The solar radiation entering the atmosphere is partially absorbed in the atmosphere, mainly by water vapor, carbon dioxide, ozone and aerosols, and is scattered by aerosol particles and fluctuations in the density of the atmosphere. Due to the scattering of the radiant energy of the Sun in the atmosphere, not only direct solar, but also scattered radiation is observed, together they constitute the total radiation. Reaching the earth's surface, the total radiation is partially reflected from it. The amount of reflected radiation is determined by the reflectivity of the underlying surface, the so-called. albedo. Due to the absorbed radiation, the earth's surface heats up and becomes a source of its own long-wave radiation directed towards the atmosphere. In turn, the atmosphere also emits long-wave radiation directed towards the earth's surface (the so-called counter-radiation of the atmosphere) and outer space (the so-called outgoing radiation). Rational heat exchange between the earth's surface and the atmosphere is determined by effective radiation - the difference between the Earth's own surface radiation and the atmosphere's counter-radiation absorbed by it. The difference between the shortwave radiation absorbed by the earth's surface and the effective radiation is called the radiation balance.
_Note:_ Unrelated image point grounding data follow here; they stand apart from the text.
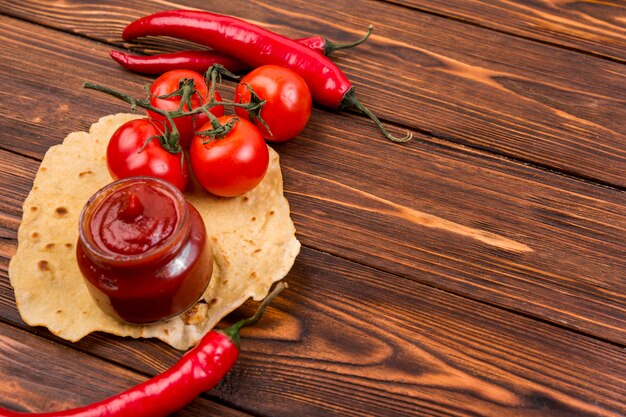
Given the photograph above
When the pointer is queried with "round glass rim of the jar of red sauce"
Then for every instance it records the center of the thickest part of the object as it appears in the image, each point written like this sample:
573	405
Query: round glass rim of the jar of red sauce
170	245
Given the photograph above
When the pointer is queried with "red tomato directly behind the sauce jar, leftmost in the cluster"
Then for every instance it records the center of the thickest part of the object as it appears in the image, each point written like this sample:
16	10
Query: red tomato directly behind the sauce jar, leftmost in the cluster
126	158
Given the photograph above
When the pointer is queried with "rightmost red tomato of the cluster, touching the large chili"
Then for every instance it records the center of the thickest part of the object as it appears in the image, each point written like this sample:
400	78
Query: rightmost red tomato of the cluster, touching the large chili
288	101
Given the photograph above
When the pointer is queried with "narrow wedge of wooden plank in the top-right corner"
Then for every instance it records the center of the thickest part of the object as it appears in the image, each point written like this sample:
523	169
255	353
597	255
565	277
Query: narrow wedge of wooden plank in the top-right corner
597	27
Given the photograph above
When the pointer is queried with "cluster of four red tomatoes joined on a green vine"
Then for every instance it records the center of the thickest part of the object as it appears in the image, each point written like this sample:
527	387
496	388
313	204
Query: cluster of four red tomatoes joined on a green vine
228	154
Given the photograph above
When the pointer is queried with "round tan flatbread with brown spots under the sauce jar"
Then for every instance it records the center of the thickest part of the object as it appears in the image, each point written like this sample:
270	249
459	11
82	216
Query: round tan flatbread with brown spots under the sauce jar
252	236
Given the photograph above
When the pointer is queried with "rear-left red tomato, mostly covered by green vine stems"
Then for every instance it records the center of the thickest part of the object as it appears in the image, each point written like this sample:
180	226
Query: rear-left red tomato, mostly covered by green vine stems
168	83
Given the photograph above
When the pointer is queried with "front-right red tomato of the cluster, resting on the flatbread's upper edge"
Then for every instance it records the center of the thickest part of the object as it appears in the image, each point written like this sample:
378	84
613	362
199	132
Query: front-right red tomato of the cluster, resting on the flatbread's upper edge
233	164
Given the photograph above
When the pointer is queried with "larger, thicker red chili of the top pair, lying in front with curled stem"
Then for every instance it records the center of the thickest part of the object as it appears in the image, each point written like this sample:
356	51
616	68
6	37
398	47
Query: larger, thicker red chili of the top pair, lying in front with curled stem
256	47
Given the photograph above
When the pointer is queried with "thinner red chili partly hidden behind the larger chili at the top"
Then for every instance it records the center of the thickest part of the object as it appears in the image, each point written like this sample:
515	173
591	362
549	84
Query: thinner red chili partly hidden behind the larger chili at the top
200	61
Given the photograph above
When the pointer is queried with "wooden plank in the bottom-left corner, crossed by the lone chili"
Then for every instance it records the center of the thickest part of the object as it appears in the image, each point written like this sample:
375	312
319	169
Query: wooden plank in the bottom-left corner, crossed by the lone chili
39	376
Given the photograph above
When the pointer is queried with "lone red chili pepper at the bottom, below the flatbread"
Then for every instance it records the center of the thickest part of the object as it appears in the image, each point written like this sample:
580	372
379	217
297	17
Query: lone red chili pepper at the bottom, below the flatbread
197	371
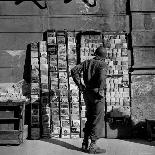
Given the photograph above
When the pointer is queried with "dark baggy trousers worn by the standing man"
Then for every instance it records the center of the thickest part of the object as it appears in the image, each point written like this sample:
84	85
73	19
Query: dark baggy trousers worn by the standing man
94	114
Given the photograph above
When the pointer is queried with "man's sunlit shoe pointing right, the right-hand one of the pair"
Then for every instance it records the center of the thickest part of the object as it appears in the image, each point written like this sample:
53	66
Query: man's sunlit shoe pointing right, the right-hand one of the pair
94	149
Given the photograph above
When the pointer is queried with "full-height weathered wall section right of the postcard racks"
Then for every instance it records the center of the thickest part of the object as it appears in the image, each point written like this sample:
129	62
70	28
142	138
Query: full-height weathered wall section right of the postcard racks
142	79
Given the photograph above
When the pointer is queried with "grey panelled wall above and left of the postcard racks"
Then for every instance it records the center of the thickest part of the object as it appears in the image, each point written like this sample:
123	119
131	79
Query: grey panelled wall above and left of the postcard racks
25	23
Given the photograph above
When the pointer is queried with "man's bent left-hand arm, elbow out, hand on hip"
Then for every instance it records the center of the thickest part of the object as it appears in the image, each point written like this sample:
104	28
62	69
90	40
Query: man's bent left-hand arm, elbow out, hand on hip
76	75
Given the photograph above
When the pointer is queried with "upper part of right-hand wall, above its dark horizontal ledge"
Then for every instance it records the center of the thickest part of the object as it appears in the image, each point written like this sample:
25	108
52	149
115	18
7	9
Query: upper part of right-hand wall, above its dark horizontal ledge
143	32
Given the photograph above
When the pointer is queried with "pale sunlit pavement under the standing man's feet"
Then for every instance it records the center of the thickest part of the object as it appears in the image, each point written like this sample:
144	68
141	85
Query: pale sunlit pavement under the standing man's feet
58	146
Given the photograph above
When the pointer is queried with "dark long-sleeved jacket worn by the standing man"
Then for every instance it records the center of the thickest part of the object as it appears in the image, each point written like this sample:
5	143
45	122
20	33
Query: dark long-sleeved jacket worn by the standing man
94	74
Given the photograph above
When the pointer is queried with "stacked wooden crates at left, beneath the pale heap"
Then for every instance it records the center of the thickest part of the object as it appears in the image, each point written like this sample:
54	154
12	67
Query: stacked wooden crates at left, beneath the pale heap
12	128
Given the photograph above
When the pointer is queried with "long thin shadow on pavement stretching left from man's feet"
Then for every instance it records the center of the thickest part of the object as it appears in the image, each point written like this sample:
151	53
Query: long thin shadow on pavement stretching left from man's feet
62	144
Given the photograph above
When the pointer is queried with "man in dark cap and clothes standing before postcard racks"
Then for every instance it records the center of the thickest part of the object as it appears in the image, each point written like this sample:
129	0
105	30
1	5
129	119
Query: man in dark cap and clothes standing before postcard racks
93	89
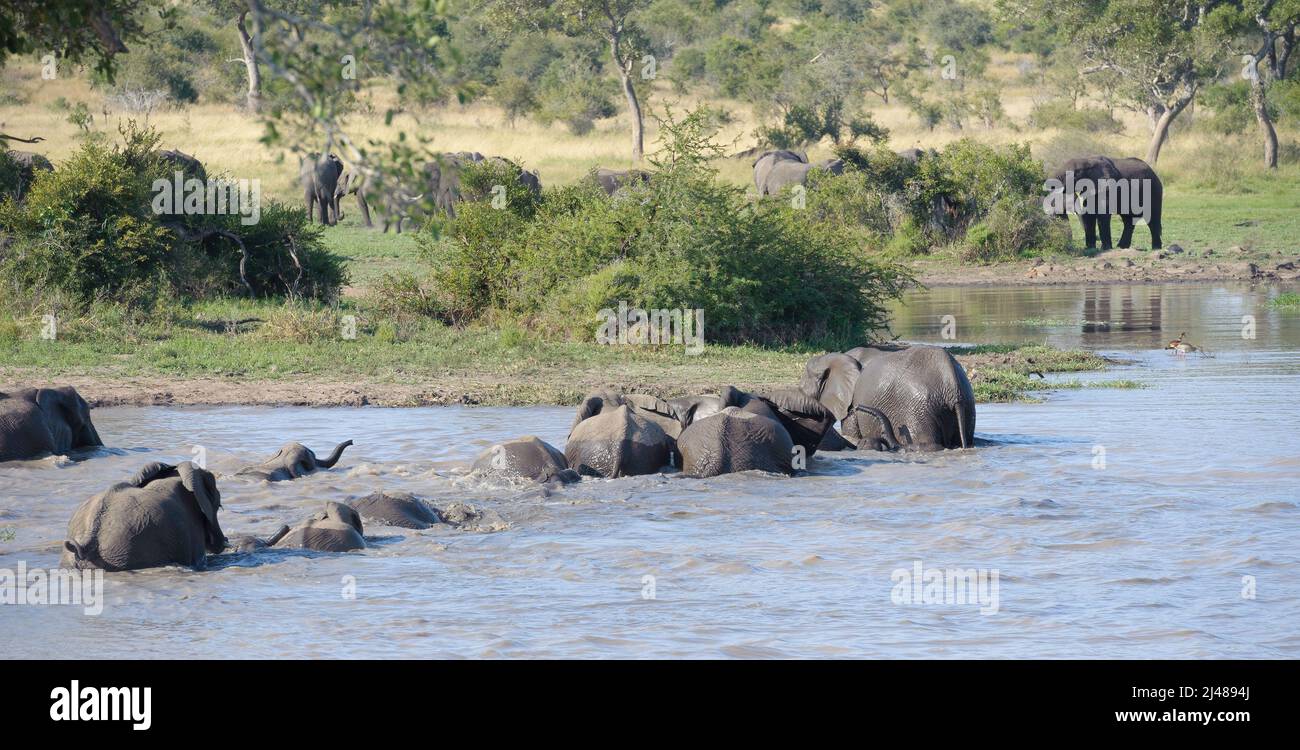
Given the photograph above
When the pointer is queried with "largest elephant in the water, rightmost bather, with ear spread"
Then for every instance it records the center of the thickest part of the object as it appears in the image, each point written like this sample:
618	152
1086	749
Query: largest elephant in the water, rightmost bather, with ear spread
911	397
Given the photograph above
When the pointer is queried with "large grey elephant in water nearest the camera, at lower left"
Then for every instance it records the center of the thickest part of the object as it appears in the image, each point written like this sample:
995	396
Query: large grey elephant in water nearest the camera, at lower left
166	515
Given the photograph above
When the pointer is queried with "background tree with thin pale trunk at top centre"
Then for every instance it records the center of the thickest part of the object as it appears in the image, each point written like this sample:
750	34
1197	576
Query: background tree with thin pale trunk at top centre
612	21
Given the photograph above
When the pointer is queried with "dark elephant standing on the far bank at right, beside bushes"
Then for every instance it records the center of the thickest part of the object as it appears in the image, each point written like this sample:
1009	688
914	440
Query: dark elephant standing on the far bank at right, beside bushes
1116	181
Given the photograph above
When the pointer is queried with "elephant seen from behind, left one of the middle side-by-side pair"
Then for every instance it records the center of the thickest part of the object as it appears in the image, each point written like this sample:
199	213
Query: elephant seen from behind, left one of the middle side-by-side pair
622	436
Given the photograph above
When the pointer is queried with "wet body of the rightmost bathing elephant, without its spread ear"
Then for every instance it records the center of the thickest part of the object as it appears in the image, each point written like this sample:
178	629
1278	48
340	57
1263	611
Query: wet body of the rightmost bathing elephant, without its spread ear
916	398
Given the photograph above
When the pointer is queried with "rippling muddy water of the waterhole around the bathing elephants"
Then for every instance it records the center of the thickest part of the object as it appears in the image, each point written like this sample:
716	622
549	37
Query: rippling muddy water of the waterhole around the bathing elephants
1185	543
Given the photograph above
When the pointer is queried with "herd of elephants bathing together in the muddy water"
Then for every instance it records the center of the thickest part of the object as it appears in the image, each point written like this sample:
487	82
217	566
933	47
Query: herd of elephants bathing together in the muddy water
885	398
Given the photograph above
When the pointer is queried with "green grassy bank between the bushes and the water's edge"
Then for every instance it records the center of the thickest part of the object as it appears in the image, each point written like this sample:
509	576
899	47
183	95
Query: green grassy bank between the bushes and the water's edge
271	353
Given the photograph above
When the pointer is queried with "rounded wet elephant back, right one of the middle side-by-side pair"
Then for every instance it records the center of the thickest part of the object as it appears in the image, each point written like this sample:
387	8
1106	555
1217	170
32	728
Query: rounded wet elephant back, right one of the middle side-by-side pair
735	440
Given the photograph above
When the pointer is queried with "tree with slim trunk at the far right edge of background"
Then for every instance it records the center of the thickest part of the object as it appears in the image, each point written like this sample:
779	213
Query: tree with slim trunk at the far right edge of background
1267	37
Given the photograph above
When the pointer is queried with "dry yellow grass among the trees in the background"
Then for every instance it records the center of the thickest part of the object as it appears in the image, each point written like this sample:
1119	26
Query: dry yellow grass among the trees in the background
227	140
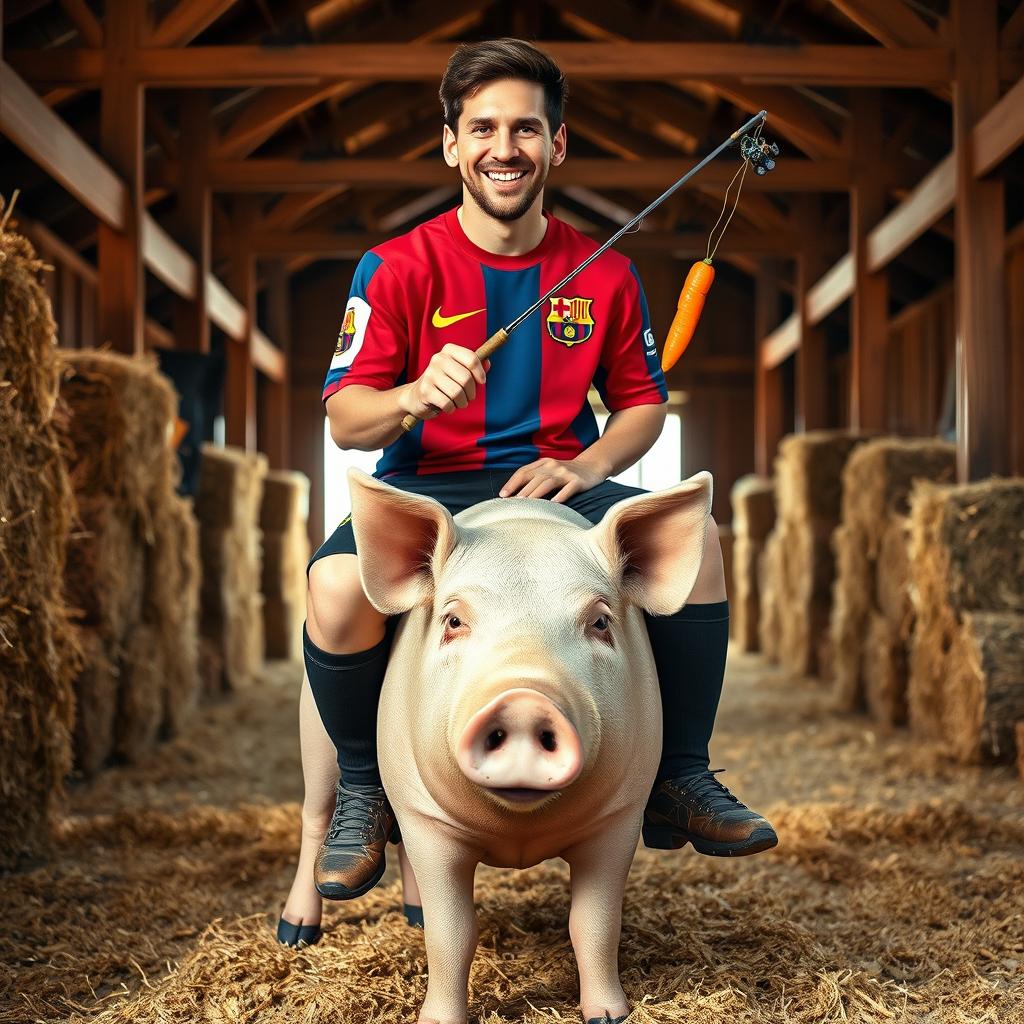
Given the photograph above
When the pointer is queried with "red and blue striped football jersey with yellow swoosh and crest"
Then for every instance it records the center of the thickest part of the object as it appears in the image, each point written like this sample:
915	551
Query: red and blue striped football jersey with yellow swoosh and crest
414	294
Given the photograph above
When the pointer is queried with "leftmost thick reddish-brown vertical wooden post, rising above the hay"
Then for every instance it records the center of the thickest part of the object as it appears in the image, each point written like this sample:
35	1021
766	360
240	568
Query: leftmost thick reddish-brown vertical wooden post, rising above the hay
122	295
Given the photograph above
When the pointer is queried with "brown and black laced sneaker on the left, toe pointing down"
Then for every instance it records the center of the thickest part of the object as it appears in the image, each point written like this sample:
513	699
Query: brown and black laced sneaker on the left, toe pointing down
352	861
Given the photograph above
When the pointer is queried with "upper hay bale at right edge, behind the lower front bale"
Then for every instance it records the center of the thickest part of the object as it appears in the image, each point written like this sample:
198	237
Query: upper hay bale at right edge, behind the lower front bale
966	556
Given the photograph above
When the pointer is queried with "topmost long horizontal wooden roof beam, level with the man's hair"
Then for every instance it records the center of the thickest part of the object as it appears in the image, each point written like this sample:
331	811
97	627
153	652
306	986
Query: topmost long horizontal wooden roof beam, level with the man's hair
240	66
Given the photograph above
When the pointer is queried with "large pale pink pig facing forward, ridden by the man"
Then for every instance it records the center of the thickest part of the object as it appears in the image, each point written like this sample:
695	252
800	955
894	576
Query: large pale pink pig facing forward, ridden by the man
521	717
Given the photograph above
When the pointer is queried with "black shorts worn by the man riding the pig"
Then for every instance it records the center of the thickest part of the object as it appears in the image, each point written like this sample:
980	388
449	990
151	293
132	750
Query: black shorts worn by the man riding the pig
458	492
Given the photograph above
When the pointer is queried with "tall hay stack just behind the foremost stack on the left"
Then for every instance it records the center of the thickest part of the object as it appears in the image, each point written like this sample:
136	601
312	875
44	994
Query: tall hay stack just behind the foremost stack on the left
130	563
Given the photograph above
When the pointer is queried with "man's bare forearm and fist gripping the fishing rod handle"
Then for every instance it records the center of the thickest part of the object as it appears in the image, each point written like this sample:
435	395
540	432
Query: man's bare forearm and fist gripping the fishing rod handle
367	419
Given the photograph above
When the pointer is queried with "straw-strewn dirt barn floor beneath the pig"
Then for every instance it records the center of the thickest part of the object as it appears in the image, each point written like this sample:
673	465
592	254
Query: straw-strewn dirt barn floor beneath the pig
897	893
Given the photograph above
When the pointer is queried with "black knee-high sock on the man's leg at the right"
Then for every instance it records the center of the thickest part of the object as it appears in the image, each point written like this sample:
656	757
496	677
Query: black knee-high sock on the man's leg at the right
690	649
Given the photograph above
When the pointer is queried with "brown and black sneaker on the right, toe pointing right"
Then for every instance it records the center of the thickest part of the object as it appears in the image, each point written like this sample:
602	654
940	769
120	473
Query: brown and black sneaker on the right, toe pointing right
699	809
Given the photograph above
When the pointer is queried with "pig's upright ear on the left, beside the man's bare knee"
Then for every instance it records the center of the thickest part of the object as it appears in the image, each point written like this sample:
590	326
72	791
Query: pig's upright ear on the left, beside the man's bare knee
403	540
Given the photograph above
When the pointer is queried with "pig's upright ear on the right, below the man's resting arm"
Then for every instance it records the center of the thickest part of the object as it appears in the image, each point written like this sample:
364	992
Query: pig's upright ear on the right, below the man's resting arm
656	543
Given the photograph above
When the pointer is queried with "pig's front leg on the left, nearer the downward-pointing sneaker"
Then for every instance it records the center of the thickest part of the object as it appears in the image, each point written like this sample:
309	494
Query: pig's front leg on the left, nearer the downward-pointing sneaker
445	873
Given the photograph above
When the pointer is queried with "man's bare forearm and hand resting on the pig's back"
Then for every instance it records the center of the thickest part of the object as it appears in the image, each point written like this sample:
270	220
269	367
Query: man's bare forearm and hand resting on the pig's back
629	436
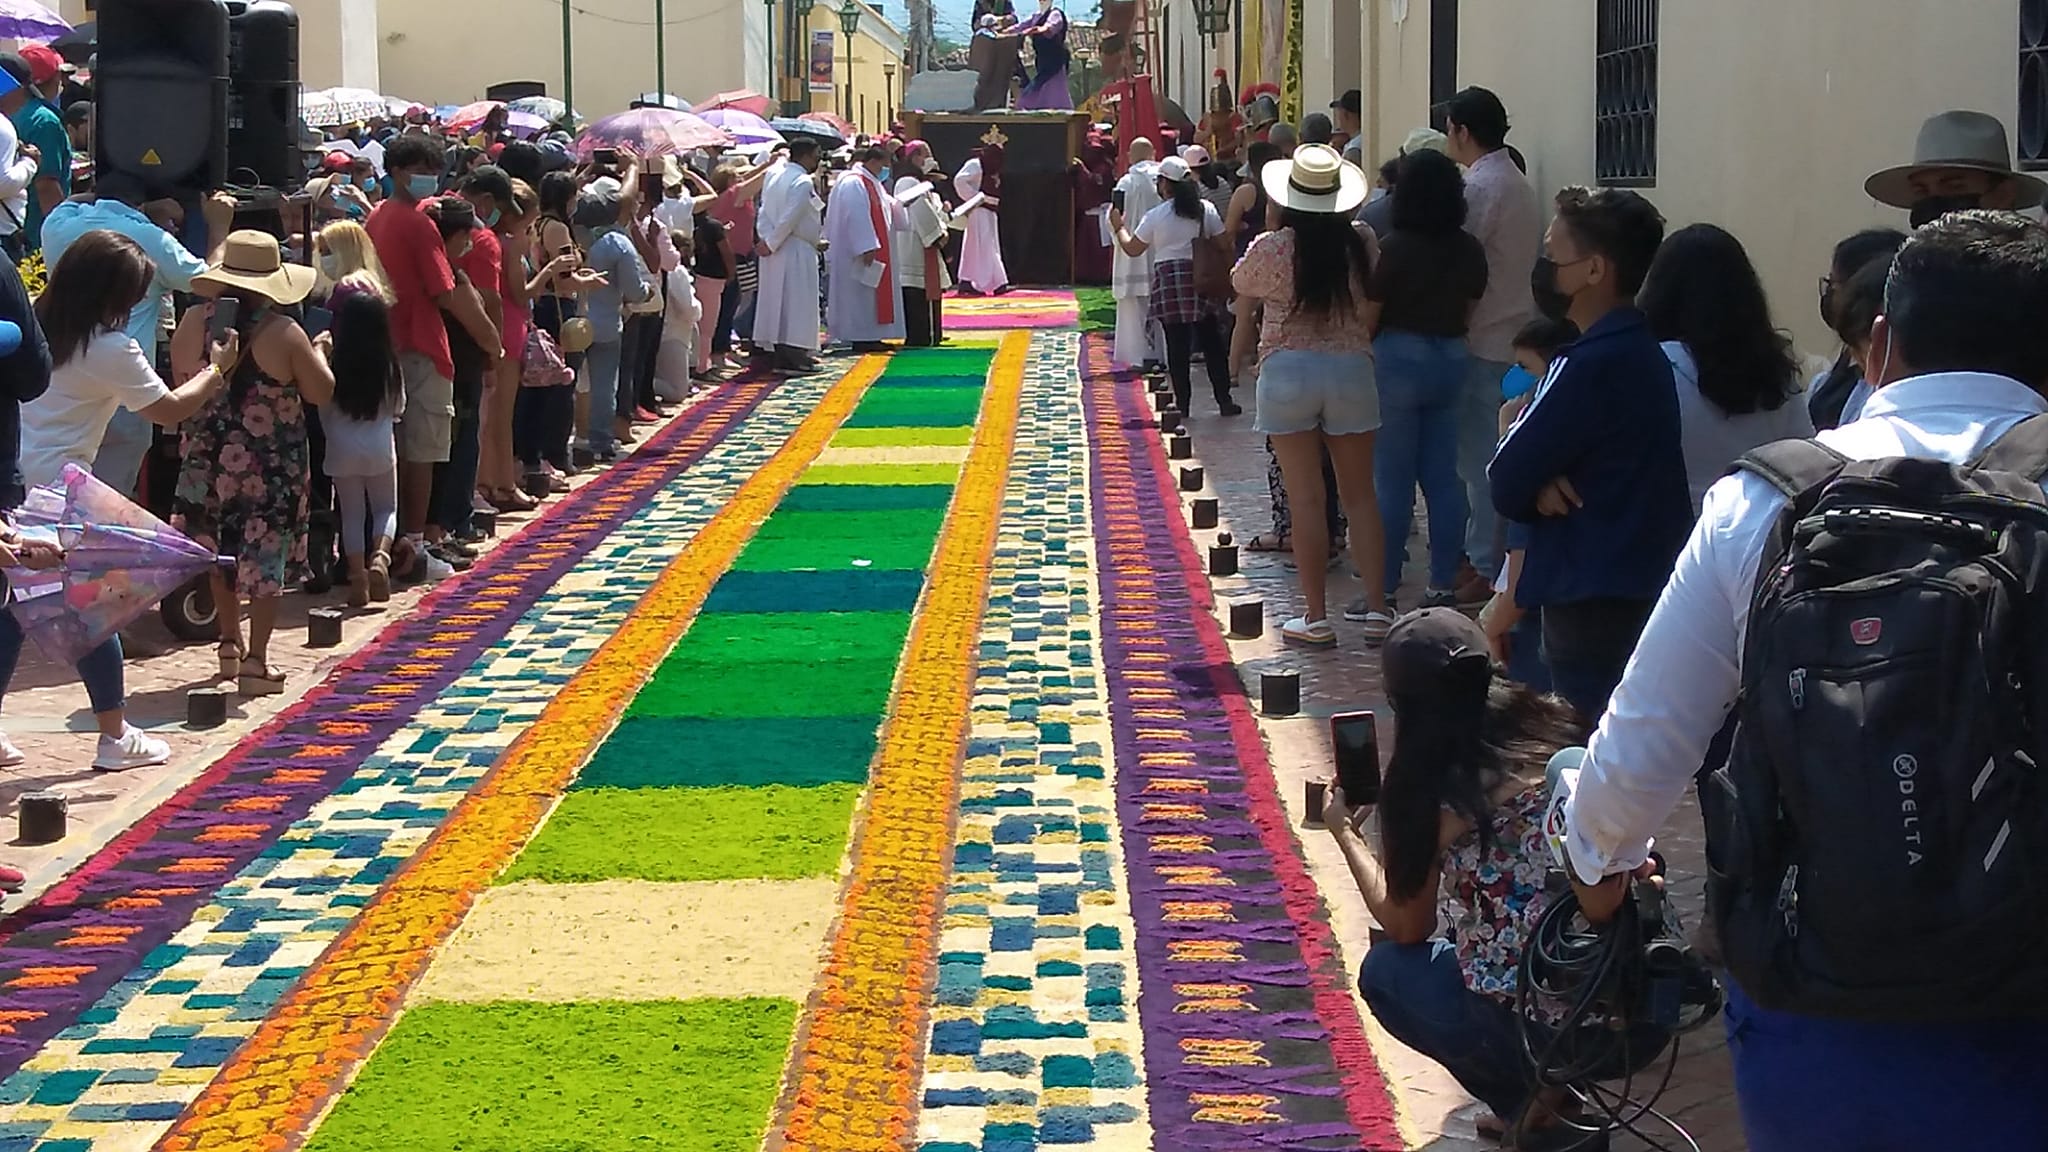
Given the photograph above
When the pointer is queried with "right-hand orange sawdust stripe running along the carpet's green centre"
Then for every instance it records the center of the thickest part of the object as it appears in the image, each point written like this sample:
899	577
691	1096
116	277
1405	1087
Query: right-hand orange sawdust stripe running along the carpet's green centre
855	1069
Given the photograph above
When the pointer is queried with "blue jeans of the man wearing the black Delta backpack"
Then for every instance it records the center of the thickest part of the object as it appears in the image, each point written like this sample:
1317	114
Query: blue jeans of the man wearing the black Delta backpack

Transformations of the energy of solar radiation after its absorption on the earth's surface and in the atmosphere constitute the heat balance of the Earth. The main source of heat for the atmosphere is the earth's surface, which absorbs the bulk of solar radiation. Since the absorption of solar radiation in the atmosphere is less than the loss of heat from the atmosphere into the world space by long-wave radiation, the radiative heat consumption is compensated by the influx of heat to the atmosphere from the earth's surface in the form of turbulent heat transfer and the arrival of heat as a result of condensation of water vapor in the atmosphere. Since the total amount of condensation in the entire atmosphere is equal to the amount of precipitation, as well as the amount of evaporation from the earth's surface, the influx of condensation heat in the atmosphere is numerically equal to the heat spent on evaporation on the Earth's surface.